In the rapidly evolving world of investing, diversification has always been a key strategy for reducing risk and increasing returns. With the emergence of cryptocurrencies, especially Bitcoin, investors have found a new asset class to add to their portfolios. This article delves into the implications of incorporating Bitcoin into a traditional 60/40 stock and bond portfolio.
By taking a closer look at various numerical indicators, we dive into the impact of different Bitcoin allocation levels on overall portfolio performance, risk, and return. From gradually increasing Bitcoin holdings to large-scale inclusion of Bitcoin in investment portfolios, we reveal the subtle relationship between risk and reward in the Bitcoin investment environment.
In the chart, the first column on the left shows the situation without Bitcoin in the portfolio, while subsequent columns show gradual increases in Bitcoin holdings (up to 10%) situation at the time. These columns do not change over time and simply represent the number of Bitcoins held. It is worth noting that according to historical data, as the allocation of Bitcoin increases, the return on investment will increase accordingly.
Figure 1: Three-year rolling cumulative return of Bitcoin allocation (rebalanced quarterly), Source: Cointelegraph Research
While adding Bitcoin to a 60/40 stock and bond portfolio will increase cumulative returns, there's a catch: it may also increase uncertainty and risk. Figure 2 shows the change in volatility after allocating to Bitcoin. While the risk has increased, it hasn't been in a straight line. Instead, the line has a curvature. This means that if you add just a little bit of Bitcoin, say between 0.5% and 2%, it doesn't make your investment much riskier. But as you add more Bitcoins, things quickly become unpredictable.
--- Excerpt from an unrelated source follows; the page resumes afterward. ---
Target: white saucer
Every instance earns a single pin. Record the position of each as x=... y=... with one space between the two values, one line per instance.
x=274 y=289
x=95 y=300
Figure 2: Three-year rolling standard deviation of Bitcoin allocation (rebalanced quarterly), Source: Cointelegraph Research
In Figure 3, we combine the information from Figure 1 to look at the Sharpe ratio of the portfolio. The shape of the graph is very interesting: it rises quickly at first, then levels off as you put more Bitcoin into your investment. The chart shows that when you add some Bitcoin to your investment, it usually means you will receive more returns to make up for the risk you take. But there’s no such thing as a free lunch: once you start adding more and more Bitcoins, especially after around 5% of your total investment, the increased risks outweigh the benefits. Therefore, allocating a small amount of Bitcoin may help, but after a certain point, the cost of allocating more Bitcoins is significantly increased risk. Based on historical returns and mean-variance optimization, the optimal proportion of Bitcoin to add to a portfolio is between 3% and 5%.
Figure 3: Three-year rolling Sharpe ratio of Bitcoin allocations (rebalanced quarterly), Source: Cointelegraph Research
Figure 4 shows how different amounts of Bitcoin affect the “maximum drawdown” of investment value. Similar to the Sharpe ratio, the green line on the chart shows that a small allocation to Bitcoin (say, 0.5% to 4.5%) in a 60/40 stock and bond portfolio would not have much of an impact on the maximum drawdown over three years. If the allocation exceeds 5%, the impact on the maximum drawdown starts to increase significantly. For institutional investors with a lower risk appetite, keeping Bitcoin holdings at or below 5% of total investments may be the best option from a risk-adjusted and maximum drawdown perspective.
Figure 4: Bitcoin allocation three-year rolling maximum drawdown (rebalanced quarterly), Source: Cointelegraph Research
In summary, exploring Bitcoin as part of a diversified portfolio reveals the delicate balance between risk and reward. The results, presented across a variety of data, highlight the potential to increase cumulative returns by strategically increasing Bitcoin holdings, with a consequent increase in volatility. Based on historical data and mean-variance optimization, the optimal strategy is to allocate 3% to 5% of your total investment to Bitcoin.
Above this threshold, the risk-reward trade-off becomes unfavorable, highlighting the importance of careful and informed decision-making when incorporating Bitcoin into an investment strategy.